In Which a Most Peculiar Predicament Arises

Time slowed to a trickle. Lying on the floor of the pit, Kit fought his way back to a more reasoned frame of mind: he was in big trouble. He was in a killing pit, for heaven’s sake! He was for the chop, and there was nothing he could do about it. Still, he did not feel at all distraught. Every instinct jangled noisily, insisting that he should be rigid with terror. Instead, more than anything-aside from the initial astonishment-he felt only relief.

There was a movement above him, and the face disappeared, replaced by a sturdy length of wood, smoothed and rounded, polished with use. The shaft of a spear? The implement hovered over him; when he made no move to touch it, the creature on the other end prodded him, first in the shoulder, then in the stomach. Kit brushed the thing away, but the blunt wooden pole continued to poke him, ever more insistently, until Kit realised that the creature on the other end of the stick wanted him to take hold of it. Tentatively grasping the smooth, rounded haft of the branch, he was pulled upright in a single, effortless jerk, and quickly scrambled to his feet.

The top of the hole was still two feet or so above his head, so the pole was offered again and, grasping it tightly with both hands, Kit was hauled bodily up out of the pit to stand before creatures whose existence was the stuff of myth and dusty museum dioramas. There were two of them. Large, shaggy, and extremely inquisitive creatures, they regarded him intently, bright curiosity burning in their dark eyes. One was larger than the other, older, but both were dressed in skins held together with strings and bands of woven rope and dried gut. Their flesh was a healthy nut-brown from the sun and weather; their hair long and dark, but sun-bleached at the tips; the older one was aggressively bearded, and the younger lacked any facial hair. Both were barefoot, with broad, splayed toes and thick calloused soles. Both held identical stout-shafted spears with stubby blades made of chipped flint.

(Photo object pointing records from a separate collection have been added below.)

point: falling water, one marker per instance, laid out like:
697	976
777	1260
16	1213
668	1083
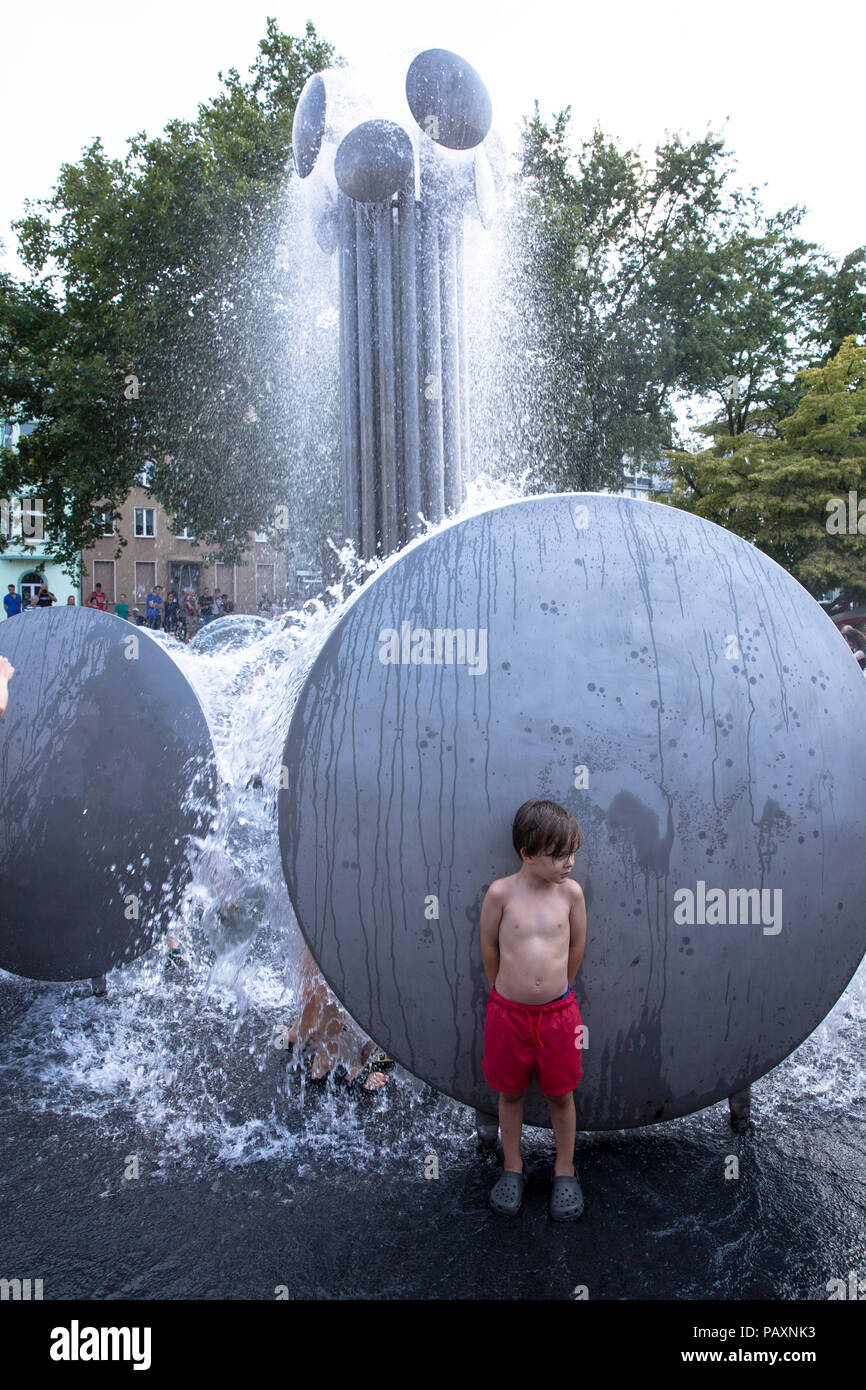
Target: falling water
188	1058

Although no taller than Kit himself, they gave every impression of being giants-perhaps owing to their perfectly solid presence and heavy muscular build. They were magnificent specimens: broad of shoulder and deep of chest; with large, square heads on short corded necks and huge muscled forearms, legs, and thighs; short-waisted and thick about the middle, they appeared almost as broad as they were tall, yet there was not an ounce of fat on them, just pure, lean, hard muscle and lots of it.

They gaped at Kit, then at one another, then at Kit again-their wide, expressive faces registering unalloyed wonder at the sight of so strange a being hauled from their trap. Then, after a moment’s consideration, the younger one reached out with a thick, grubby forefinger and poked Kit in the chest as if to test his corporeality. It was the most natural gesture in the world, yet it made Kit’s knees buckle. He swayed and stepped back, whereupon the older one reached out and, taking his entire shoulder in one massive hand, steadied him with a grip so gentle and reassuring that Kit almost swooned at the touch. His heart skipped a beat or two, and his breath caught in his throat as the utter impossibility of this most peculiar predicament broke over him: he had been captured by cavemen.

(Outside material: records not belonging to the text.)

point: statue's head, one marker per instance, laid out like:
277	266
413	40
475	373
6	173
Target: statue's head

Kit’s heart thumped in his chest, and he felt faint and dizzy with the surge of adrenaline and high-octane emotion crashing through him. His thoughts skittered off in every direction, leaving him with an utterly useless question. What now? What, under holy heaven, now?

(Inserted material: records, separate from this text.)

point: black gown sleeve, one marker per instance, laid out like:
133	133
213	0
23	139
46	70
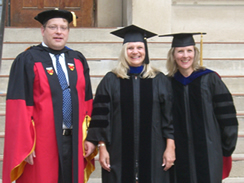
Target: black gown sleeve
225	113
100	125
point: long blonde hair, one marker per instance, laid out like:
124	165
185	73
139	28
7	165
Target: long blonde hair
171	64
123	66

Without a sound or sign, the older of the two creatures turned abruptly and started walking away; after a few steps, the big hunter paused and with a curved hand gesture-the kind a child might make to a playmate-indicated that Kit was to follow. Kit, afraid to do otherwise, obeyed. The little hunter fell into step behind him, and the three moved off in single file together. For beings so stocky, they moved with the agile grace of wild things, silent as shadows; the only sounds Kit heard were those of his own making-swishing through grass, breaking the odd twig beneath his shoes, the rustle of dry leaves.

Every now and then, Big Hunter would pause and sniff the air in an odd doglike fashion, his wide, flat nostrils flaring; he seemed to taste the air as much as smell it and, after each reassurance, moved on again with a little backwards glance at Kit as if to say, “All is well, we go on.”

They walked a long time, and the day began to fade. They were deeper into the wood now, the trees larger, the shadows thicker and darker. Branches closed overhead to form a green canopy, and the river narrowed to a slow-running stream. Moss and lichen grew on the trees and rocks all around, and a scent like that of mushrooms filled the air. They stopped to drink from the stream, first Little Hunter, then Big Hunter-each keeping guard over the other-while Kit lapped water from his cupped hands. They resumed their trek, moving ever deeper into the wooded valley, pausing every now and then to sniff the air. Kit used these little rest stops to surreptitiously check the ley lamp on the off chance that he might find another ley. But there was never any sign of activity.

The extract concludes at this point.